Masalah juga dapat muncul saat seseorang tidak mampu mendapatkan keinginan untuk membeli barang-barang selain barang-barang kebutuhan untuk kehidupan sehari-hari. Misalnya kebutuhan untuk membeli berbagai keperluan lain seperti buku-buku referensi ataupun hanya sekedar untuk bersenang-senang, kenyataannya tidak semua mahasiswa baru mampu terpenuhi keinginannya. Bagi mereka yang berkecukupan maka hal ini bukanlah sebuah masalah. Namun bagi yang orang tuanya kurang mampu maka keinginan tersebut kemungkinan tidak dapat terpenuhi.

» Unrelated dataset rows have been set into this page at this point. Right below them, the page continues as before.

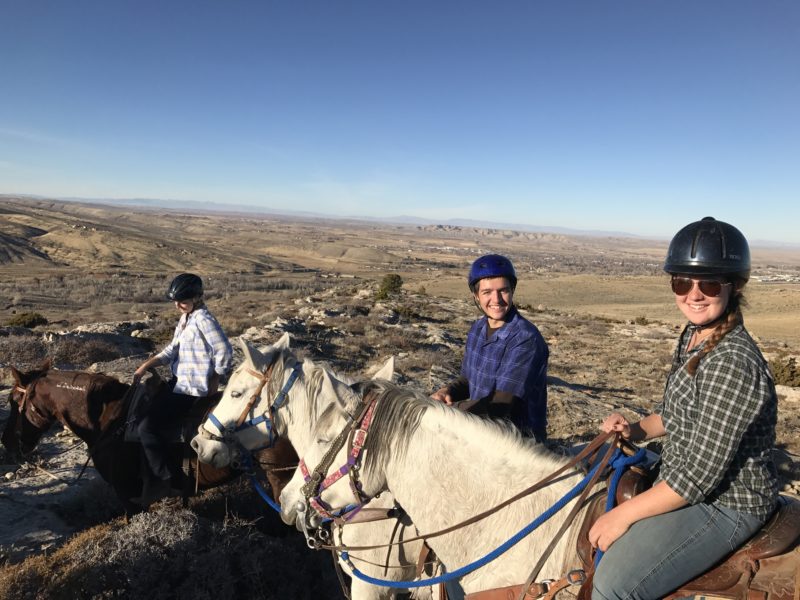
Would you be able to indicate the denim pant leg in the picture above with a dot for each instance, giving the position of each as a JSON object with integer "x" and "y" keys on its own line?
{"x": 659, "y": 554}
{"x": 167, "y": 408}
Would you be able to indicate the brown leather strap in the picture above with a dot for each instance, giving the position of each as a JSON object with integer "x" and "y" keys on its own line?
{"x": 590, "y": 449}
{"x": 264, "y": 377}
{"x": 544, "y": 589}
{"x": 570, "y": 518}
{"x": 424, "y": 553}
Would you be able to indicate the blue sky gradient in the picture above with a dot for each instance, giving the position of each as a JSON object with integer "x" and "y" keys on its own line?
{"x": 635, "y": 116}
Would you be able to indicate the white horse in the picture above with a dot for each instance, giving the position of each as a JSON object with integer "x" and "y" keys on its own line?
{"x": 443, "y": 466}
{"x": 244, "y": 383}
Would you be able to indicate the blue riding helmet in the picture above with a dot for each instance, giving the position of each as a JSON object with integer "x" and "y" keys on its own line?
{"x": 491, "y": 265}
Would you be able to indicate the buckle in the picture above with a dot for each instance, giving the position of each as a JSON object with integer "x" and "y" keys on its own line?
{"x": 576, "y": 576}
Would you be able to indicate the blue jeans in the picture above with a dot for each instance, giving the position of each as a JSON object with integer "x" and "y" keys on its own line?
{"x": 659, "y": 554}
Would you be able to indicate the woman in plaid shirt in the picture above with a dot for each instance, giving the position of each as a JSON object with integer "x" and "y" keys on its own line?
{"x": 717, "y": 484}
{"x": 199, "y": 356}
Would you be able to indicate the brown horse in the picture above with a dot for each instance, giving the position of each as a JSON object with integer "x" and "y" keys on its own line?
{"x": 94, "y": 407}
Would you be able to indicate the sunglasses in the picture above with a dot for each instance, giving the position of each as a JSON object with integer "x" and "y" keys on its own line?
{"x": 709, "y": 287}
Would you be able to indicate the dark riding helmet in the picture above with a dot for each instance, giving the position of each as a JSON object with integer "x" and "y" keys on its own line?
{"x": 709, "y": 247}
{"x": 185, "y": 287}
{"x": 491, "y": 265}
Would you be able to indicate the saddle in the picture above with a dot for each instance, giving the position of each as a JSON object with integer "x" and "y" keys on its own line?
{"x": 179, "y": 432}
{"x": 765, "y": 568}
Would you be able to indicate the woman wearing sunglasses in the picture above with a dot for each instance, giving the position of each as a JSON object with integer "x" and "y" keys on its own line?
{"x": 717, "y": 484}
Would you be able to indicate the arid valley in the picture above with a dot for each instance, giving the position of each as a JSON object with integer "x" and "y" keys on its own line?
{"x": 96, "y": 275}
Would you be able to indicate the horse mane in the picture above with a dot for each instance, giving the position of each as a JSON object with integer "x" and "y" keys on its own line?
{"x": 399, "y": 412}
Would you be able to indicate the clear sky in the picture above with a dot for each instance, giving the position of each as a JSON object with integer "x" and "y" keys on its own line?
{"x": 636, "y": 115}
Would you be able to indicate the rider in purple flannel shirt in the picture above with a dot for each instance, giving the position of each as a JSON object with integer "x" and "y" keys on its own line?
{"x": 504, "y": 371}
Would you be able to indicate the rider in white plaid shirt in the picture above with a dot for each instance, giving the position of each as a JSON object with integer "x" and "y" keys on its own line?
{"x": 717, "y": 483}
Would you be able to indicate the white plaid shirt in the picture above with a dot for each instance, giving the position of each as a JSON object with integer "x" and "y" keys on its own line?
{"x": 721, "y": 426}
{"x": 199, "y": 348}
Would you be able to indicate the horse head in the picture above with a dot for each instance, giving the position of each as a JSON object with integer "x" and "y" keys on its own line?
{"x": 243, "y": 418}
{"x": 27, "y": 422}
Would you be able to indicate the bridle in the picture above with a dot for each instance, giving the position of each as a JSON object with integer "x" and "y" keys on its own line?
{"x": 25, "y": 403}
{"x": 316, "y": 482}
{"x": 229, "y": 434}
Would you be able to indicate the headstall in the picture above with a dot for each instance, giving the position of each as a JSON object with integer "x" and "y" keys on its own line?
{"x": 317, "y": 481}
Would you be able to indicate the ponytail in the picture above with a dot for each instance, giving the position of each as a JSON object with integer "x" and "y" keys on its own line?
{"x": 732, "y": 318}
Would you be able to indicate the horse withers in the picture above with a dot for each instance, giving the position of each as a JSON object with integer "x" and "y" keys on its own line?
{"x": 253, "y": 414}
{"x": 94, "y": 407}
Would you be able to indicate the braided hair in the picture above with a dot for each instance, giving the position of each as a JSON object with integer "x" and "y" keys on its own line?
{"x": 731, "y": 318}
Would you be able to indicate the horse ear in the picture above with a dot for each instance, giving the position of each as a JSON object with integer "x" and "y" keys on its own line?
{"x": 17, "y": 376}
{"x": 283, "y": 343}
{"x": 252, "y": 356}
{"x": 386, "y": 371}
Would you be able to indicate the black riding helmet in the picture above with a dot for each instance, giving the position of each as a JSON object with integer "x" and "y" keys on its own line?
{"x": 709, "y": 247}
{"x": 185, "y": 287}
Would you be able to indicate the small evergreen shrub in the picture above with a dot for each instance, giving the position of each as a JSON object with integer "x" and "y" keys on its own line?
{"x": 785, "y": 371}
{"x": 27, "y": 319}
{"x": 390, "y": 285}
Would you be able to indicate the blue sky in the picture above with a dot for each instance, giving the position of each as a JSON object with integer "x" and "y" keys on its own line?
{"x": 634, "y": 115}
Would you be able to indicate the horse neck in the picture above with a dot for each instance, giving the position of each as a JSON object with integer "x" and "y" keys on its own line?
{"x": 455, "y": 467}
{"x": 82, "y": 408}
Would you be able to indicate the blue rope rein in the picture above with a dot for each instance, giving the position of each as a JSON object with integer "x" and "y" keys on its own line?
{"x": 504, "y": 547}
{"x": 620, "y": 464}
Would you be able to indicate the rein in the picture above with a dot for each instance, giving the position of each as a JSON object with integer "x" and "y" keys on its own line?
{"x": 588, "y": 451}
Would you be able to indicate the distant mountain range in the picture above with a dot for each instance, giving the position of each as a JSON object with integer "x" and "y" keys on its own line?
{"x": 192, "y": 205}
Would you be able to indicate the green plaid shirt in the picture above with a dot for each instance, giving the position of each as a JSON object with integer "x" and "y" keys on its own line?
{"x": 721, "y": 426}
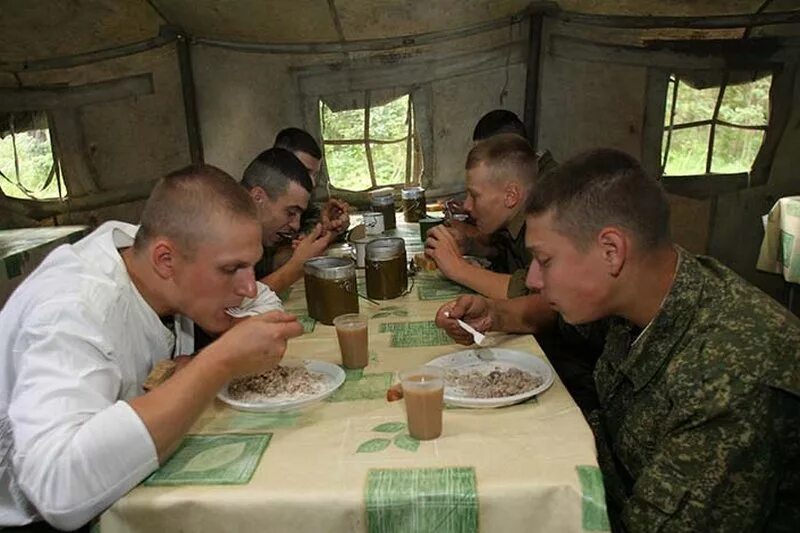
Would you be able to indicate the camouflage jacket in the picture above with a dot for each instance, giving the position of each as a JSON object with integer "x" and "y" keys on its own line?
{"x": 699, "y": 425}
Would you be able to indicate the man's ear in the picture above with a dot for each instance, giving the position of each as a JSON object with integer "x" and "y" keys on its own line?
{"x": 163, "y": 255}
{"x": 613, "y": 245}
{"x": 258, "y": 195}
{"x": 512, "y": 194}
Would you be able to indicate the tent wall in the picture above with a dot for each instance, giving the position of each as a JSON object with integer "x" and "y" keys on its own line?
{"x": 120, "y": 143}
{"x": 591, "y": 98}
{"x": 244, "y": 98}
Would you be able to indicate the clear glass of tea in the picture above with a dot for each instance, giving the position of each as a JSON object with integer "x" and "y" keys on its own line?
{"x": 352, "y": 331}
{"x": 423, "y": 391}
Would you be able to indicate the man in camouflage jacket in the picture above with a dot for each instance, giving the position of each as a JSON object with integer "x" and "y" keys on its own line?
{"x": 698, "y": 427}
{"x": 699, "y": 380}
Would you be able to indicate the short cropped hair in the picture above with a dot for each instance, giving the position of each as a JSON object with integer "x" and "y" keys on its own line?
{"x": 507, "y": 156}
{"x": 498, "y": 121}
{"x": 600, "y": 188}
{"x": 273, "y": 170}
{"x": 297, "y": 140}
{"x": 185, "y": 204}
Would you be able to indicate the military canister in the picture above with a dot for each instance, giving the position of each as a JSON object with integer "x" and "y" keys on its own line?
{"x": 330, "y": 288}
{"x": 386, "y": 270}
{"x": 413, "y": 203}
{"x": 382, "y": 201}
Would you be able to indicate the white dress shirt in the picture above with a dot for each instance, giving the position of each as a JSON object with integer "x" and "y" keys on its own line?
{"x": 76, "y": 341}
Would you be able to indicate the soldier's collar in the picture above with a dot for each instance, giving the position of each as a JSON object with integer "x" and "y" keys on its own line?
{"x": 516, "y": 223}
{"x": 656, "y": 344}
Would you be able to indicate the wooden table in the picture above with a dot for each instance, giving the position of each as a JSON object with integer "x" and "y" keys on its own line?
{"x": 347, "y": 464}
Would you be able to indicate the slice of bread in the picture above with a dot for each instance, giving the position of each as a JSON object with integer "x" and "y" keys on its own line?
{"x": 424, "y": 262}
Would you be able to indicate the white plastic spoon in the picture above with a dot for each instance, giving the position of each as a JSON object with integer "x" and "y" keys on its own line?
{"x": 477, "y": 336}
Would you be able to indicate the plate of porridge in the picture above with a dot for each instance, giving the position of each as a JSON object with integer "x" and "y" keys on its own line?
{"x": 287, "y": 387}
{"x": 485, "y": 378}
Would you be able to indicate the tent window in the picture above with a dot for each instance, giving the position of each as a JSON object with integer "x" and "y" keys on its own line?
{"x": 28, "y": 168}
{"x": 371, "y": 146}
{"x": 714, "y": 130}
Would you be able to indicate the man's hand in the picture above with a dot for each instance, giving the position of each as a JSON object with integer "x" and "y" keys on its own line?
{"x": 313, "y": 244}
{"x": 472, "y": 309}
{"x": 464, "y": 234}
{"x": 443, "y": 248}
{"x": 258, "y": 343}
{"x": 335, "y": 216}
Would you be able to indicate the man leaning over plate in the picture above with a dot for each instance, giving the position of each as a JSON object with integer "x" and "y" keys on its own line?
{"x": 698, "y": 427}
{"x": 79, "y": 336}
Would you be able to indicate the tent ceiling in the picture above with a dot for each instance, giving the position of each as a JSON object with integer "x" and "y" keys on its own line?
{"x": 39, "y": 29}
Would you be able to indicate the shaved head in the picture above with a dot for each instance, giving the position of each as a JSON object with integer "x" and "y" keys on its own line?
{"x": 185, "y": 204}
{"x": 508, "y": 156}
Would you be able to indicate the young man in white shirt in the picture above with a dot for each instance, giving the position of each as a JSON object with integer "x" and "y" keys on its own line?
{"x": 80, "y": 335}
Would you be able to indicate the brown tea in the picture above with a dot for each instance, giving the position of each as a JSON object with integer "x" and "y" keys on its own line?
{"x": 351, "y": 331}
{"x": 424, "y": 396}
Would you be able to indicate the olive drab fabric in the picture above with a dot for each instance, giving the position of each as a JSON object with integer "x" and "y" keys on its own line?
{"x": 699, "y": 425}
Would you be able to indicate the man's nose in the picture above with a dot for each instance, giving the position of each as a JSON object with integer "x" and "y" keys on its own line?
{"x": 468, "y": 205}
{"x": 534, "y": 278}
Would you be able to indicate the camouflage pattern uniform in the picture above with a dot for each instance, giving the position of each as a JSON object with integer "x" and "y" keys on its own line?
{"x": 699, "y": 425}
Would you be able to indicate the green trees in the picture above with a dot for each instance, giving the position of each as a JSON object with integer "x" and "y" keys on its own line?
{"x": 346, "y": 140}
{"x": 734, "y": 148}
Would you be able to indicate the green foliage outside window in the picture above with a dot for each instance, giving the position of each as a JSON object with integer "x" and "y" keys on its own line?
{"x": 348, "y": 145}
{"x": 33, "y": 175}
{"x": 685, "y": 150}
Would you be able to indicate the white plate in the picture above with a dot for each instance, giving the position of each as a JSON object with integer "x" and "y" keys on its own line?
{"x": 334, "y": 377}
{"x": 486, "y": 360}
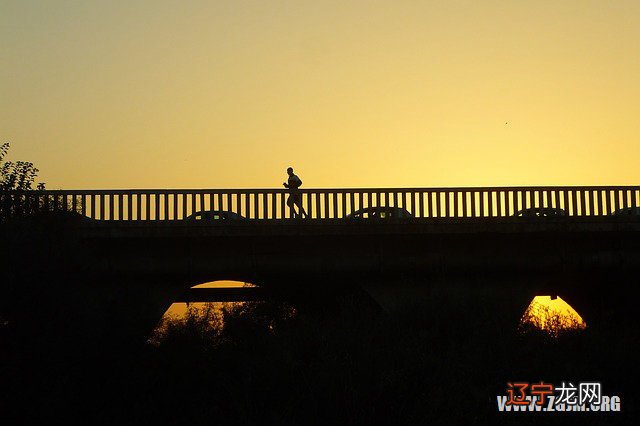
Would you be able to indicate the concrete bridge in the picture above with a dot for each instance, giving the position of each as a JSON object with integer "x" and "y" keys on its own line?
{"x": 511, "y": 242}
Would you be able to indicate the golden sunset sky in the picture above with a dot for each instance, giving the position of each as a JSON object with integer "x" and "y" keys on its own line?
{"x": 217, "y": 94}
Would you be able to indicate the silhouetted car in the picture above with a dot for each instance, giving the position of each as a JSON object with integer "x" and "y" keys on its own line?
{"x": 379, "y": 213}
{"x": 541, "y": 212}
{"x": 214, "y": 215}
{"x": 627, "y": 211}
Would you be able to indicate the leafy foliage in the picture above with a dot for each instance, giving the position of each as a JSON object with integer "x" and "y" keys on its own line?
{"x": 18, "y": 175}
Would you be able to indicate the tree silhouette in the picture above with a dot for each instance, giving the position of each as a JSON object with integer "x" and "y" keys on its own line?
{"x": 18, "y": 175}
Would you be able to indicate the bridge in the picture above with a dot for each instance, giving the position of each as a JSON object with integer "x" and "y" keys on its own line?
{"x": 584, "y": 244}
{"x": 270, "y": 204}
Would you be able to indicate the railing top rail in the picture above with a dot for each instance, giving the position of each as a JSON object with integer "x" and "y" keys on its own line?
{"x": 325, "y": 190}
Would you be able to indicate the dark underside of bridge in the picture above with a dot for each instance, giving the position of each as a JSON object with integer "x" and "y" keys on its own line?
{"x": 593, "y": 263}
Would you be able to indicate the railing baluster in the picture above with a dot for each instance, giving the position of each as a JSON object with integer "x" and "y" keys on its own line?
{"x": 112, "y": 210}
{"x": 274, "y": 204}
{"x": 352, "y": 202}
{"x": 120, "y": 206}
{"x": 156, "y": 200}
{"x": 455, "y": 203}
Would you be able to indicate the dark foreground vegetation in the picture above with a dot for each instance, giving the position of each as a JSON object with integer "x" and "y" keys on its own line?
{"x": 342, "y": 362}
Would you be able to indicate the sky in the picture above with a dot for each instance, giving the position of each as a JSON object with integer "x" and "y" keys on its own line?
{"x": 228, "y": 94}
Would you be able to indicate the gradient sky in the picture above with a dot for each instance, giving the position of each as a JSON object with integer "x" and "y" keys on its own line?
{"x": 215, "y": 94}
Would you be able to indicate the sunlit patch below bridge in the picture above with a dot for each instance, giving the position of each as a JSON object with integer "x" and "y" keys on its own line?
{"x": 214, "y": 310}
{"x": 551, "y": 315}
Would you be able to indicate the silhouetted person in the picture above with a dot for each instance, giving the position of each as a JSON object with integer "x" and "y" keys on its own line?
{"x": 295, "y": 198}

Hal ini akan menjadi sebuah masalah karena keinginan untuk
mendapatkan apa yang diinginkan mengalami banyak hambatan atau bahkan bisa jadi tidak dapat tercapai sama sekali. Beberapa hal diatas adalah contoh nyata dari situasi yang dialami oleh mahasiswa baru dan dapat dianggap sebagai masalah bagi mahasiswa baru karena terdapat hambatan yang menghalangi (Chauhan, 1978) dan tidak adanya kesesuaian atara kondisi yang ada dengan kondisi yang diinginkan oleh subjek (Hayes, 1978) (Elliot, 2000). Setiap permasalahan haruslah diselesaikan agar mereka bisa lebih siap dalam menjalankan perannya sebagai seorang mahasiswa. Kenyataannya bagi sebagian orang berbagai permasalahan diatas dapat diatasi dengan baik dan efektif namun bagi sebagian lainnya permasalahan tersebut tidak dapat diselesaikan dengan baik. Pemecahan masalah yang tidak efektif seringkali membuat masalah yang sama muncul kembali meskipun sebelumnya telah mampu diselesaikan oleh individu.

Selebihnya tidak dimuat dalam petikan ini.